In October, Luciano and I began to think of Christmas plans and we decided we would visit his hometown, Salta, in the province of the same name. Located in northwestern Argentina, amidst the Andes mountains, the province is known as Salta La Linda (Salta the Lovely) for its tremendous natural beauty. I was very much looking forward to seeing this area famed as Argentina's most beautiful and varied terrain.

Also around that time, we came up with an idea for a joint business venture, which would probably entail moving out of Buenos Aires. We decided to consider Salta as a possible future home. I spent most of November and part of December researching numerous aspects of our business plans as well as investigating Salta and other places as potential spots to live and work.
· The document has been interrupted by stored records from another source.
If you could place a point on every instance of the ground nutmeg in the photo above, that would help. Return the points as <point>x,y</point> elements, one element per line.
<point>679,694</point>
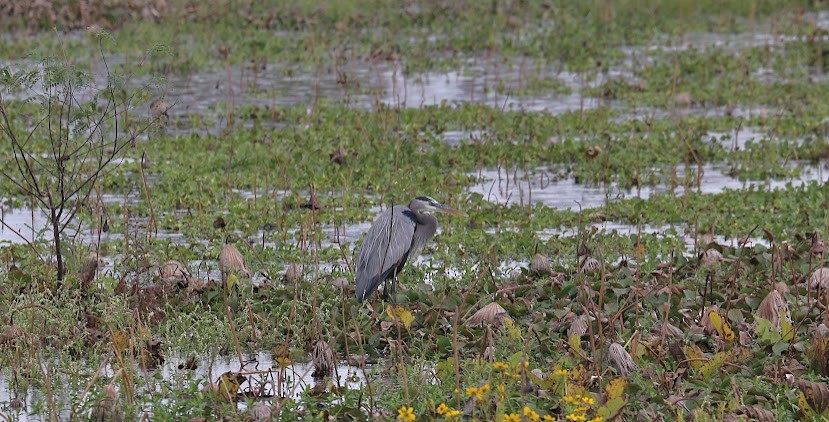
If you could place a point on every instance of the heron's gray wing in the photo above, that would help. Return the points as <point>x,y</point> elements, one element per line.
<point>385,249</point>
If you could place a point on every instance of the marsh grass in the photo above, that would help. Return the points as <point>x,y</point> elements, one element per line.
<point>241,171</point>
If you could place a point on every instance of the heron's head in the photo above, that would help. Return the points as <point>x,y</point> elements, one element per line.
<point>428,205</point>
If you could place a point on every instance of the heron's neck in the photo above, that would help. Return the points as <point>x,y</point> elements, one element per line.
<point>426,219</point>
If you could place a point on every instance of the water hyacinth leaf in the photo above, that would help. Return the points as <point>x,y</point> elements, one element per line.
<point>723,329</point>
<point>402,314</point>
<point>814,399</point>
<point>229,385</point>
<point>713,365</point>
<point>615,388</point>
<point>575,344</point>
<point>767,333</point>
<point>445,369</point>
<point>695,357</point>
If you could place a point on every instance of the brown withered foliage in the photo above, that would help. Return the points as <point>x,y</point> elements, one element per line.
<point>816,393</point>
<point>492,314</point>
<point>230,259</point>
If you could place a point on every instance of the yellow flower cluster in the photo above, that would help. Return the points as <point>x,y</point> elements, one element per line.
<point>531,414</point>
<point>406,414</point>
<point>512,417</point>
<point>447,412</point>
<point>499,366</point>
<point>581,404</point>
<point>577,400</point>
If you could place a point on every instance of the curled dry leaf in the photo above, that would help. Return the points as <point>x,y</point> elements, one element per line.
<point>772,306</point>
<point>230,259</point>
<point>622,360</point>
<point>710,257</point>
<point>578,327</point>
<point>820,279</point>
<point>323,359</point>
<point>540,264</point>
<point>818,350</point>
<point>491,314</point>
<point>816,394</point>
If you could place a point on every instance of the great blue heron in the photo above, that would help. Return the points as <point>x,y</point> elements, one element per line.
<point>398,234</point>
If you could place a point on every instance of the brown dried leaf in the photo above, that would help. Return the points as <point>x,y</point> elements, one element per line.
<point>820,279</point>
<point>816,393</point>
<point>11,333</point>
<point>230,259</point>
<point>622,360</point>
<point>492,314</point>
<point>174,270</point>
<point>772,306</point>
<point>579,326</point>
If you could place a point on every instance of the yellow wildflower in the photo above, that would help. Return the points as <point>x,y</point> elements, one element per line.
<point>571,399</point>
<point>530,414</point>
<point>451,413</point>
<point>443,408</point>
<point>406,414</point>
<point>512,417</point>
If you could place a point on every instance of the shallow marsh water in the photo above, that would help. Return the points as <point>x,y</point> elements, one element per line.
<point>205,101</point>
<point>272,382</point>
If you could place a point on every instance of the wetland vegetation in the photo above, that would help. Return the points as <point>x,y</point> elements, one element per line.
<point>644,182</point>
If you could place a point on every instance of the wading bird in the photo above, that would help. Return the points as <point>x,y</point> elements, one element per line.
<point>397,235</point>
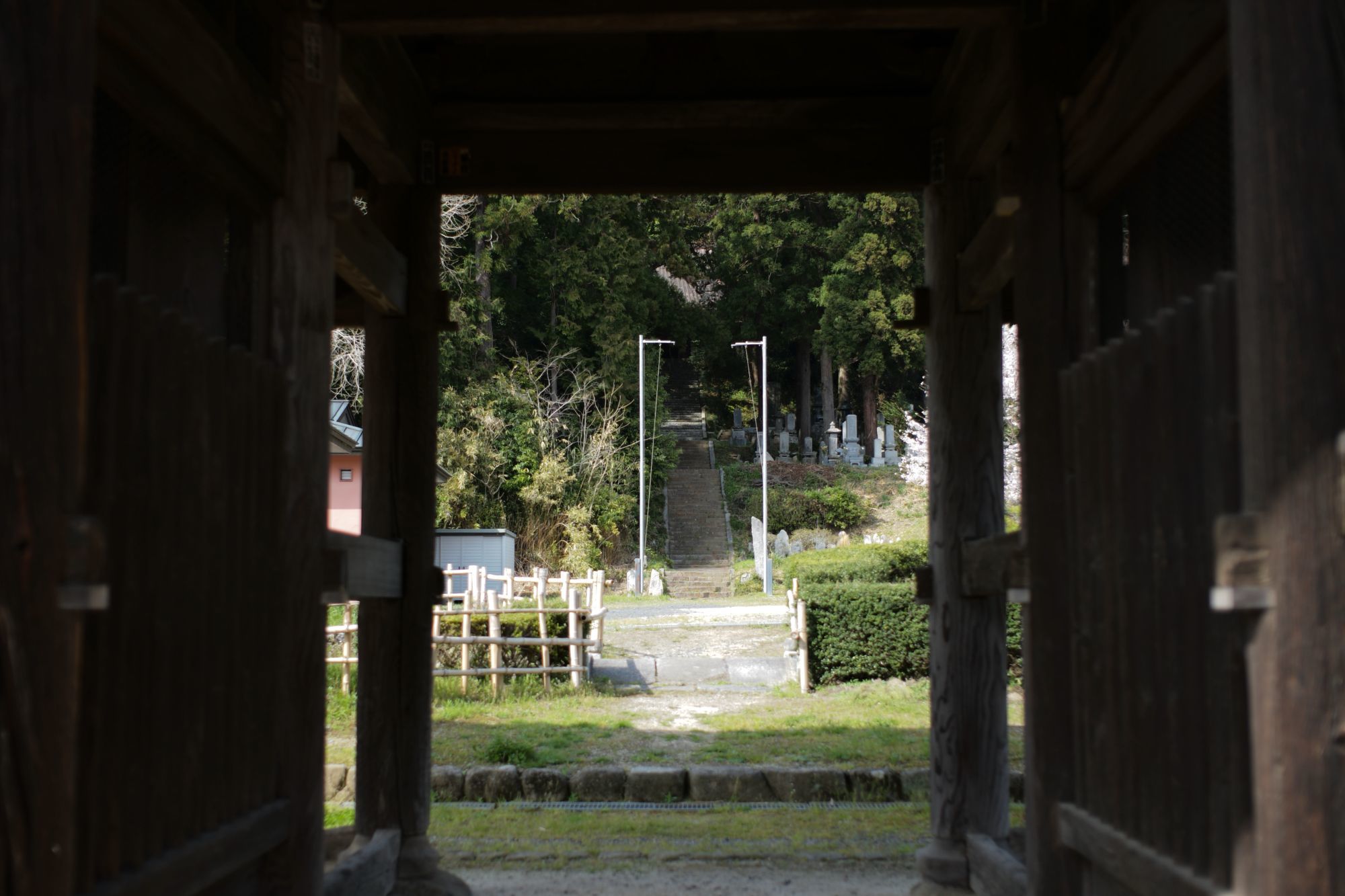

In the midst of all of this, my blog fell by the wayside. I was too busy looking toward the future to write about the present.

Now you're probably wondering just what the heck is this new business I'm talking about. Well, all I can say for now is that when I finally tell you, it will rock your world. And I'm not exaggerating. It's about 80% certain at the moment but we still need to do a bit more fact-finding before we commit ourselves irrevocably. Hang on, it will be worth the wait!

I'm trying now to organize the almost 1000 photos we took during our recent travels. I won't bombard you with all of them but I will put a few slideshow/photo albums here soon. We ended up not only visiting Salta but also the neighboring province of Jujuy and then extended our vacation time to include Córdoba, situated halfway between Salta and Buenos Aires. All in all, it was pretty amazing with gorgeous scenery, interesting people, and some unusual experiences.

For now, I will leave you with this photo of my newest prized possession, a ceramic piece of indigenous art that I found in Cachi, a village sited at 7750 feet (2280 meters) up in the Andes. When I saw it, I simply had to have it. It was perhaps the oddest thing I've ever seen and there was no way I was leaving Cachi without it! Look for a series of new posts about our travel adventures beginning within the next couple of days.